Some legal experts say the government cannot re-arrest convicts who have been freed under the law.
Duterte said he was considering a large bounty for the capture of the freed convicts “dead or alive,” adding he preferred that they end up dead.
“If you die, that will save us some money because we don’t have to feed you,” he said, adding he needed to act firmly because people were angered by the releases of criminals convicted of heinous crimes.
“I am the president, there is a fire burning,” Duterte said. “I’m a firefighter. I should go and I have to put out the fire.”
Sen. Panfilo Lacson, a former national police chief, praised Duterte’s action. Lacson has said about 1,900 convicts were actually freed under the law, including at least four convicted Chinese drug traffickers who were to be deported by the Bureau of Immigration and Deportation. Officials have moved to block their deportation.
National police chief Gen. Oscar Albayalde ordered the deployment of police to track down the convicts, who police said in a statement “will be treated as fugitives if they choose not to surrender.”
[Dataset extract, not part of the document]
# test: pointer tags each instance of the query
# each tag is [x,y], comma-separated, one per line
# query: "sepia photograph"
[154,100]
The releases sparked an outcry after it was reported that one of the convicts being considered for freedom was former Mayor Antonio Sanchez, who was convicted in 1995 in the killings of two university students. One was gang raped and then shot.
The 1987 Philippine Constitution abolished the death penalty but capital punishment was reintroduced in 1993, then abolished again in 2006. Duterte, who took office in 2016, has advocated harsh anti-crime measures and the return of the death penalty in the largely Roman Catholic nation.
By Jim Gomez of The Associated Press.